Caroline Bach : l’industrie des sens

Selon Caroline Bach, la photographie n’est finalement qu’une surface de la réalité. Au spectateur d’y pénétrer, d’interpréter en fonction de son vécu et de son expérience liée au sujet. Jusqu’au 14 novembre à la Tête d’Obsidienne. Fort Napoléon.
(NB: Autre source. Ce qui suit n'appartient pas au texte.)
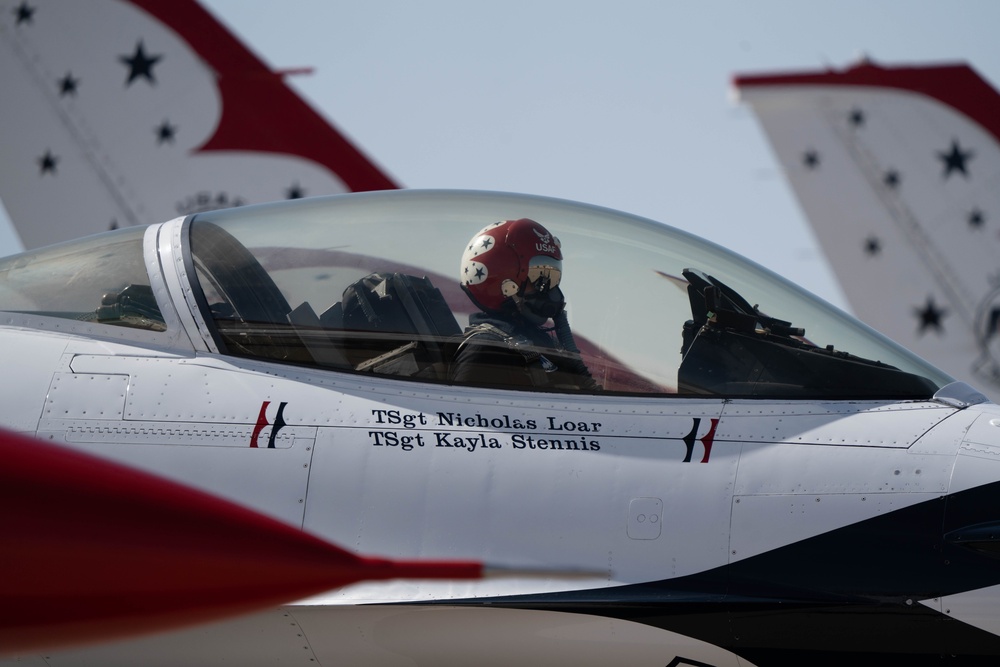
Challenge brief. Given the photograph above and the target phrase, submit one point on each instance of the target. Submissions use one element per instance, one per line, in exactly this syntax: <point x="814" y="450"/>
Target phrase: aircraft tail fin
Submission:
<point x="125" y="112"/>
<point x="897" y="170"/>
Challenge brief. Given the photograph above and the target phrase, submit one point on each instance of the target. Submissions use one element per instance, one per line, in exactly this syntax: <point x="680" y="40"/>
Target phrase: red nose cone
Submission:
<point x="92" y="550"/>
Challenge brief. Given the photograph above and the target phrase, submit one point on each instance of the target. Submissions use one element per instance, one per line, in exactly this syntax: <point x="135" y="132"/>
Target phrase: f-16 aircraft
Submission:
<point x="131" y="112"/>
<point x="897" y="169"/>
<point x="761" y="479"/>
<point x="98" y="551"/>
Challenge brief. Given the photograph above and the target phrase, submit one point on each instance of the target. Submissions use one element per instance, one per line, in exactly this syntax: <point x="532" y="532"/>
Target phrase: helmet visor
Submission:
<point x="544" y="273"/>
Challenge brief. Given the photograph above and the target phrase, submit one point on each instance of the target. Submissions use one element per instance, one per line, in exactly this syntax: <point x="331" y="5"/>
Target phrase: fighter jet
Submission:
<point x="757" y="477"/>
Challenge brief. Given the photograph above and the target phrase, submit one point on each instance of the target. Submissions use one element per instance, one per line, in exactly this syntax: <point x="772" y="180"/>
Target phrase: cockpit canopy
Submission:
<point x="368" y="283"/>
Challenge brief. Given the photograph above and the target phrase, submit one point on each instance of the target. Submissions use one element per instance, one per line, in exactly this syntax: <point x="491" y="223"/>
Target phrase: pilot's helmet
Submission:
<point x="502" y="259"/>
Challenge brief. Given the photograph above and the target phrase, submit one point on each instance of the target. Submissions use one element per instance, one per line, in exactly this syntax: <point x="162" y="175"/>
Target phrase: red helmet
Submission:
<point x="503" y="257"/>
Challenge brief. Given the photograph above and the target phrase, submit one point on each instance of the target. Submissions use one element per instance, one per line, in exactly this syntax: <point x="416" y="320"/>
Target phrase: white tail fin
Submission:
<point x="125" y="112"/>
<point x="898" y="171"/>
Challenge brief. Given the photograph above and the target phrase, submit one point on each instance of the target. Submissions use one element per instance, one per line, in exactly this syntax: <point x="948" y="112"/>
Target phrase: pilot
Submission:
<point x="511" y="271"/>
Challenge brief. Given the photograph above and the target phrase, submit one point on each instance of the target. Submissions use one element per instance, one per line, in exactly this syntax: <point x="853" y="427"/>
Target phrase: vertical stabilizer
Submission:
<point x="119" y="113"/>
<point x="898" y="171"/>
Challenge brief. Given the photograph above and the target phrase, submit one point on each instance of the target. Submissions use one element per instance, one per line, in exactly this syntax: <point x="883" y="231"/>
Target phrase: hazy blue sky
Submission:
<point x="624" y="104"/>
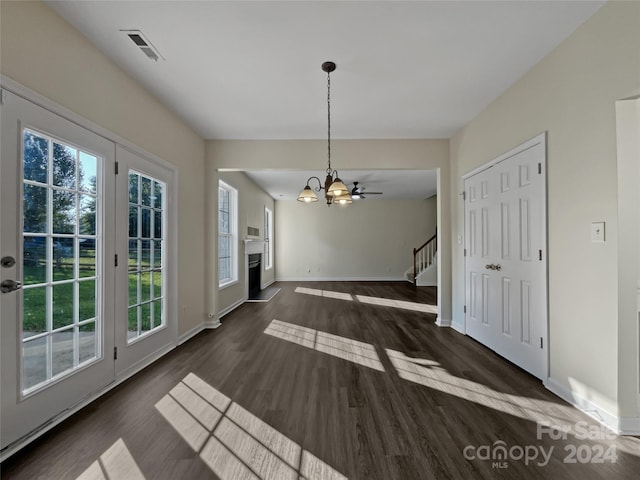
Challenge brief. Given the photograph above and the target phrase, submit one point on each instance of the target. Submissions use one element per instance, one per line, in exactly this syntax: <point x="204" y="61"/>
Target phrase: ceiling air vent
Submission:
<point x="144" y="44"/>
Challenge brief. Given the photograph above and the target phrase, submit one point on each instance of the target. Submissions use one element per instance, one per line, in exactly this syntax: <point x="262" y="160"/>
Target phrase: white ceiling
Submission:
<point x="394" y="184"/>
<point x="251" y="70"/>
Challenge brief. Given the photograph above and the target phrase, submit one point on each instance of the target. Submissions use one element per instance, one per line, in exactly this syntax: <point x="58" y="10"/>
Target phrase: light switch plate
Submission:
<point x="597" y="232"/>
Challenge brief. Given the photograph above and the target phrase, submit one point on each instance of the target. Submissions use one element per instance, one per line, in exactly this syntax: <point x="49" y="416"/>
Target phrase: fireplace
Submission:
<point x="255" y="268"/>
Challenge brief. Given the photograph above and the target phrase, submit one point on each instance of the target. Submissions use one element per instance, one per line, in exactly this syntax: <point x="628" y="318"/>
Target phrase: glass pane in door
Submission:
<point x="61" y="321"/>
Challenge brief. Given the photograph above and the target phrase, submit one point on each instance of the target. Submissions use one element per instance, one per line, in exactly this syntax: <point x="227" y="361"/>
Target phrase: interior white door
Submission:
<point x="146" y="324"/>
<point x="505" y="263"/>
<point x="57" y="329"/>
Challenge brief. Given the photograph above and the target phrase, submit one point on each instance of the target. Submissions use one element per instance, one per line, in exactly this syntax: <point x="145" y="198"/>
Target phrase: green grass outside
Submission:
<point x="34" y="298"/>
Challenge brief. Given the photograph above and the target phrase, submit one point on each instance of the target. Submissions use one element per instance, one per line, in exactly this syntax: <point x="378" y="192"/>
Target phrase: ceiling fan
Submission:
<point x="358" y="192"/>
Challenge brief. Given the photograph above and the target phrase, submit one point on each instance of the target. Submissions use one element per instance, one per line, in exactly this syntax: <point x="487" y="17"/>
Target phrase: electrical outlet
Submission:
<point x="597" y="232"/>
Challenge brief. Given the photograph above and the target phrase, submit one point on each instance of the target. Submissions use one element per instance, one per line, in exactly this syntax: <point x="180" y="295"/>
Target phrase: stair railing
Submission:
<point x="423" y="256"/>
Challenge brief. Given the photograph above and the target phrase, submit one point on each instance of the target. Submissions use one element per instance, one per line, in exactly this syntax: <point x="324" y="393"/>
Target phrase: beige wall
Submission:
<point x="44" y="53"/>
<point x="251" y="203"/>
<point x="628" y="150"/>
<point x="571" y="95"/>
<point x="369" y="239"/>
<point x="310" y="155"/>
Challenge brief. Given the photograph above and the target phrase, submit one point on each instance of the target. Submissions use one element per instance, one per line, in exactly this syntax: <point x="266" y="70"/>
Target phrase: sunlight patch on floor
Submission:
<point x="387" y="302"/>
<point x="351" y="350"/>
<point x="432" y="375"/>
<point x="234" y="443"/>
<point x="383" y="302"/>
<point x="114" y="463"/>
<point x="324" y="293"/>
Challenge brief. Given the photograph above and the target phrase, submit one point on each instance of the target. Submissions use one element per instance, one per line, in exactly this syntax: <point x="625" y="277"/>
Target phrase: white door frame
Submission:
<point x="538" y="139"/>
<point x="16" y="88"/>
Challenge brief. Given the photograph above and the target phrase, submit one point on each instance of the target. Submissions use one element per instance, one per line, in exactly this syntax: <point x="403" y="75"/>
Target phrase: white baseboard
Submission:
<point x="619" y="425"/>
<point x="458" y="327"/>
<point x="230" y="308"/>
<point x="190" y="334"/>
<point x="346" y="279"/>
<point x="629" y="426"/>
<point x="209" y="324"/>
<point x="443" y="322"/>
<point x="145" y="362"/>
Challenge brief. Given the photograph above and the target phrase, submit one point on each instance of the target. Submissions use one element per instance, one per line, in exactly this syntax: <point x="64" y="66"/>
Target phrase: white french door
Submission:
<point x="145" y="277"/>
<point x="57" y="233"/>
<point x="87" y="247"/>
<point x="505" y="263"/>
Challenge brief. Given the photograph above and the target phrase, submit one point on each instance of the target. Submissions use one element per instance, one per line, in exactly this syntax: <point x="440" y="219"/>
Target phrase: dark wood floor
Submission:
<point x="363" y="422"/>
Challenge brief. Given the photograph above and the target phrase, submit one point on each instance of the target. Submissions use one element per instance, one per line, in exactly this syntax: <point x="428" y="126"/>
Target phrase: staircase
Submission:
<point x="424" y="272"/>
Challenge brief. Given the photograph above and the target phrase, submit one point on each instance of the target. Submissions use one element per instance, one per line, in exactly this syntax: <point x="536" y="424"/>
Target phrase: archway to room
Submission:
<point x="377" y="232"/>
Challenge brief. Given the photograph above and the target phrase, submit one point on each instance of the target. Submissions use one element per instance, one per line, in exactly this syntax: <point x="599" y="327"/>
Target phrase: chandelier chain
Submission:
<point x="329" y="171"/>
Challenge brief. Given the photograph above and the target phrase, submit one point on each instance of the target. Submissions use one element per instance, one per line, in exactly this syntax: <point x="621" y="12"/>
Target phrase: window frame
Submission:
<point x="268" y="238"/>
<point x="232" y="235"/>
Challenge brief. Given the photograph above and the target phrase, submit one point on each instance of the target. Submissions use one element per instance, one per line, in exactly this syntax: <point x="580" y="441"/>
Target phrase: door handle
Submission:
<point x="492" y="266"/>
<point x="10" y="286"/>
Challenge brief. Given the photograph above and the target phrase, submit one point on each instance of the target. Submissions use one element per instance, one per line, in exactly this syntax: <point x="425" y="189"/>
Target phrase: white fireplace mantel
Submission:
<point x="253" y="246"/>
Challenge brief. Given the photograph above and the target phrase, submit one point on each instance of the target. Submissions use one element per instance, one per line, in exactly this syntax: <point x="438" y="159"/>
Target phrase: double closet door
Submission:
<point x="84" y="265"/>
<point x="505" y="262"/>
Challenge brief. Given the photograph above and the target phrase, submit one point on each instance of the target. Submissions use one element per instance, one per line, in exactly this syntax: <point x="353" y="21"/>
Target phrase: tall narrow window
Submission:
<point x="146" y="249"/>
<point x="268" y="239"/>
<point x="227" y="234"/>
<point x="62" y="205"/>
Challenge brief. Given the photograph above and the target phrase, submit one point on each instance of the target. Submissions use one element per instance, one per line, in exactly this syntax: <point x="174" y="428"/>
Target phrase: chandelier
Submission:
<point x="335" y="189"/>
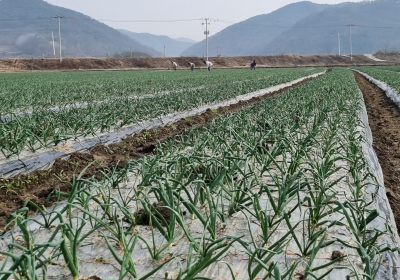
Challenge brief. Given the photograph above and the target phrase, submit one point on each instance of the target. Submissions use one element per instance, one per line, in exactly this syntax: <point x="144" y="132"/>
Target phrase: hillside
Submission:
<point x="308" y="28"/>
<point x="174" y="48"/>
<point x="325" y="40"/>
<point x="162" y="63"/>
<point x="26" y="28"/>
<point x="251" y="36"/>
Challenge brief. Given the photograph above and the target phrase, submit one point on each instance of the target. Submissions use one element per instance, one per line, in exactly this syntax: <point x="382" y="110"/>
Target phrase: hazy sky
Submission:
<point x="230" y="11"/>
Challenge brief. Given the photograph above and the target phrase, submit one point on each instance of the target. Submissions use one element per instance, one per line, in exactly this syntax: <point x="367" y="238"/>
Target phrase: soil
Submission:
<point x="143" y="218"/>
<point x="39" y="185"/>
<point x="289" y="60"/>
<point x="384" y="120"/>
<point x="336" y="254"/>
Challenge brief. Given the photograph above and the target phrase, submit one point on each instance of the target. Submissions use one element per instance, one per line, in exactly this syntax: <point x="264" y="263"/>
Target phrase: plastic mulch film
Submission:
<point x="96" y="259"/>
<point x="391" y="270"/>
<point x="29" y="162"/>
<point x="390" y="92"/>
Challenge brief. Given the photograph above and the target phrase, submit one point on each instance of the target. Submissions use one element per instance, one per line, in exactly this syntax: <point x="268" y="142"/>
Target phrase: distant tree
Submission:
<point x="127" y="54"/>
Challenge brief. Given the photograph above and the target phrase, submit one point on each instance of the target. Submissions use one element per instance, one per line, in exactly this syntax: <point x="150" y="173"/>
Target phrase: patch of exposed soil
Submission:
<point x="38" y="185"/>
<point x="284" y="60"/>
<point x="143" y="217"/>
<point x="384" y="120"/>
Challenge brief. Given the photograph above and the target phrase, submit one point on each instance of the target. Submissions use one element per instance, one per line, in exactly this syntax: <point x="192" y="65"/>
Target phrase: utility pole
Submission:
<point x="351" y="44"/>
<point x="54" y="46"/>
<point x="59" y="33"/>
<point x="207" y="32"/>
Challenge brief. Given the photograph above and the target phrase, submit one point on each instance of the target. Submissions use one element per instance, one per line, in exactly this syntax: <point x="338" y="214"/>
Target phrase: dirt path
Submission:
<point x="288" y="60"/>
<point x="38" y="185"/>
<point x="384" y="120"/>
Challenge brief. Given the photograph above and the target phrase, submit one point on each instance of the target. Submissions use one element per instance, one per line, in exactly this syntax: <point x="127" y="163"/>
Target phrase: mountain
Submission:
<point x="186" y="40"/>
<point x="252" y="35"/>
<point x="174" y="47"/>
<point x="308" y="28"/>
<point x="26" y="27"/>
<point x="378" y="28"/>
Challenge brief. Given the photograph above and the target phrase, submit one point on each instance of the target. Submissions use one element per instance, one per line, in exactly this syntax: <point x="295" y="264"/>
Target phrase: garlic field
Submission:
<point x="43" y="110"/>
<point x="280" y="189"/>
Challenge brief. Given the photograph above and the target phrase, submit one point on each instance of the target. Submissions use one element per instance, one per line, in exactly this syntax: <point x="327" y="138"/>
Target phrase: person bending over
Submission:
<point x="192" y="66"/>
<point x="253" y="65"/>
<point x="209" y="65"/>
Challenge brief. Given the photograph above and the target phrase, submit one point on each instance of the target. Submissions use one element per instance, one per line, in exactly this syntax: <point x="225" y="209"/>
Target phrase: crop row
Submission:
<point x="392" y="78"/>
<point x="45" y="128"/>
<point x="34" y="91"/>
<point x="278" y="189"/>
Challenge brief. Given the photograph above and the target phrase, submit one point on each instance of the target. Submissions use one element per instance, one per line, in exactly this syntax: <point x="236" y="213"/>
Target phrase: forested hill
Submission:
<point x="173" y="47"/>
<point x="26" y="27"/>
<point x="308" y="28"/>
<point x="253" y="35"/>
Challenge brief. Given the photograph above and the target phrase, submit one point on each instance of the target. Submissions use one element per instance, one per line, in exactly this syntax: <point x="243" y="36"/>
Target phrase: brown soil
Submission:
<point x="143" y="218"/>
<point x="336" y="254"/>
<point x="38" y="185"/>
<point x="289" y="60"/>
<point x="390" y="56"/>
<point x="384" y="120"/>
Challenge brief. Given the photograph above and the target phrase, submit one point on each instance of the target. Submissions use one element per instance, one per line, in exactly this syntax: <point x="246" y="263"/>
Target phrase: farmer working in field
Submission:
<point x="192" y="66"/>
<point x="253" y="65"/>
<point x="209" y="65"/>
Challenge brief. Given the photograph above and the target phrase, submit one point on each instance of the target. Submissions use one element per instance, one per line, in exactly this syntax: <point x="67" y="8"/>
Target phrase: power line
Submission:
<point x="200" y="19"/>
<point x="28" y="29"/>
<point x="24" y="19"/>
Depuis 2006, la photographe s’est lancée dans la mise en images d’un vaste projet lié au cycle du travail et à son influence sur nos vies personnelles. A l’origine de la série photographique proposée à la galerie Tête d’obsidienne au fort Napoléon, il y a ce module de centrale solaire thermodynamique de la société CNIM installée à la Seyne-sur-Mer, avec ses miroirs mobiles qui suivent le mouvement du soleil, avec le jeu de reflets créé par l’installation.
Derrière les murs des CNIM

L’artiste a toujours été très intéressée par le monde  industriel, par les objets produits par l’industrie comme par ses installations. L’entreprise aujourd’hui de renommée mondiale a différents sites au coeur de la ville ; en entrant dans les ateliers de fabrication, l’artiste est passée de l’autre côté des murs qui traversent la ville et sur lesquels sont inscrits CNIM. C’est ainsi qu’elle a pu photographier le pilote de centrale solaire thermodynamique sur le site de Lagoubran. Variation de formes : CNIM produit à la fois des objets très usinés (pour la fusée Ariane, par exemple) et d’autres qui conservent un aspect brut, comme les chaudières. Les images de Caroline Bach interrogent ces différents aspects, d’autant qu’elle utilise des appareils moyen et grand formats et des films argentiques. Des images composées, avec de nombreux détails, souvent tirées en grand format, sont ainsi « fabriquées ». Ainsi, en montrant cette série, les images repassent de l’autre côté des murs nouant des liens entre ces lieux oeuvrant pour le territoire, à travers l’industrie et la culture.